羅道盛らどうせいは、本来開封する権限のない

 詔勅文を勝手に紐解き、

 機密事項を盗みました。


 法に照らせば極刑がふさわしいはずの

 この男を、しかし劉毅は庇い、

 おのが侯爵位の権力を盾に、

 その罪を不問としてしまいました。


 確かに劉毅の功績は華々しきもの、

 その職分も大臣クラスです。

 が、だからといってかの者に

 大法に背いたものの生殺与奪権は

 備わっているはずもありません。


 このことは以前にも上奏したはずですが、

 リアクションはありませんでした。

 外鎮として権勢を張る、というのは、

 自分勝手にルールを捻じ曲げる、

 ということなのでしょうか?


 本来であればこの奏上は

 鄭鮮之殿がなすべきなのですが、

 かのお方は劉毅の親族に当たるため、

 糾弾ができません。


 故に代理として、私が劉毅の糾弾を

 求める次第にございます」


ただ、この糾弾は結局握りつぶされた。




性剛直,不阿強貴,明憲直繩,甚得司直之體。外甥劉毅,權重當時,朝野莫不歸附,鮮之盡心高祖,獨不屈意於毅,毅甚恨焉。義熙六年,鮮之使治書侍御史丘洹奏彈毅曰:「上言傳詔羅道盛輒開箋,遂盜發密事,依法棄市,奏報行刑,而毅以道盛身有侯爵,輒復停宥。按毅勳德光重,任居次相,既殺之非己,無緣生之自由。又奏之於先,而弗請於後,閫外出疆,非此之謂。中丞鮮之於毅舅甥,制不相糾,臣請免毅官。」詔無所問。
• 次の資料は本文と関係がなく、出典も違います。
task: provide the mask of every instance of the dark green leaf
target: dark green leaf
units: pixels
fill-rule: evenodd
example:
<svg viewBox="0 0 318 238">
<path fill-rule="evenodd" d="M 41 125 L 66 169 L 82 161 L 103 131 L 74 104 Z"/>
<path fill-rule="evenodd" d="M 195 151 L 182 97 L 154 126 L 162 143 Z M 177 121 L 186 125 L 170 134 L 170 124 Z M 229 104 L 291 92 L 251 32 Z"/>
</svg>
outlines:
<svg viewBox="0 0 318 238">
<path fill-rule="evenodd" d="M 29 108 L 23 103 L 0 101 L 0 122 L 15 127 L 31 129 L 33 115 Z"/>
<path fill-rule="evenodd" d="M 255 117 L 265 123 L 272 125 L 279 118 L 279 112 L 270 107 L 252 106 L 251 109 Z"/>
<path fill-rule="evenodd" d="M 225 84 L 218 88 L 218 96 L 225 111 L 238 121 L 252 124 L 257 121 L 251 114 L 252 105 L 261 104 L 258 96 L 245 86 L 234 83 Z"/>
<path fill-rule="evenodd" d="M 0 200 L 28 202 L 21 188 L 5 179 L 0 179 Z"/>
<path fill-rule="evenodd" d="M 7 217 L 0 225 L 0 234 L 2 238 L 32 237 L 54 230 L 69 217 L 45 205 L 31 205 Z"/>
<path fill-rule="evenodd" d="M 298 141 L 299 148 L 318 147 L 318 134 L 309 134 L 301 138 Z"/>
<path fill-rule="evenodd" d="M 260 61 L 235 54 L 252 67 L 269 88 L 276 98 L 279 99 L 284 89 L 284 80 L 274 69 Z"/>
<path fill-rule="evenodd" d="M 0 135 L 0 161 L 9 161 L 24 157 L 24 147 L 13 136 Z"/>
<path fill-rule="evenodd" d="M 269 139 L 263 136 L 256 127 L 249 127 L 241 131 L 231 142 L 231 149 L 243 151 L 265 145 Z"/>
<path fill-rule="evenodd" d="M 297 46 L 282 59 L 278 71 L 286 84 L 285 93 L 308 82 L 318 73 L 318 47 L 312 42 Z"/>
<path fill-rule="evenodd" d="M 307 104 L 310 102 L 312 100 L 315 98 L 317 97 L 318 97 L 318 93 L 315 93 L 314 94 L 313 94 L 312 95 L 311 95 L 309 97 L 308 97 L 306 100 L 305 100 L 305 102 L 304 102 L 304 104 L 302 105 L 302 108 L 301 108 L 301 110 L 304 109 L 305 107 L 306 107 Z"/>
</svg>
性は剛直にして強貴に阿らず、明憲直繩、甚だ司直の體を得る。外甥の劉毅の當時に權重く、朝野に歸附せざる莫かれど、鮮之は高祖に心を盡し、獨り意を毅に屈さず、毅は甚だ恨みたる。義熙六年、鮮之は治書侍御史の丘洹をして毅を奏彈せしめて曰く:「上言傳詔、羅道盛は輒ち箋を開き、遂に密事を盜發せば、法に依らば市に棄さるべくも、奏は報ぜられ刑の行わるに、而して毅は道盛が身を侯爵を有せるを以て、輒ち復た停め宥ず。按ずるに毅が勳德は光重、任は相に次せるに居し、既に之を殺すに己に非ずして、生の自由に緣無し。又た先にて之を奏ずるに、後に請いたる弗く、閫外の出疆、此の謂に非ず。中丞は鮮之は毅が舅甥にして相い糾せざるの制なれば、臣は毅が官の免ぜらるを請う」と。詔じ問われたる所無し。


(宋書64-3_直剛)




うわー劉毅のヤロー横紙破りかよ最低じゃねーか!(しろめ)


こういう本では、劉裕の対抗勢力の醜聞だけ取り沙汰されて、劉裕サイドのやつは「不正を許さない正義の勢力!」的にスパイス程度に書かれるもんでしょう。奏上を疑う必要はまったくないと思いますが、ただ「劉毅サイドだけがクソだった」とはそう簡単に断言できません。認識は「宋書がクソだと言っていた」で止めておくべきでしょう。


そして今日も奏上文が微妙によくわかんない。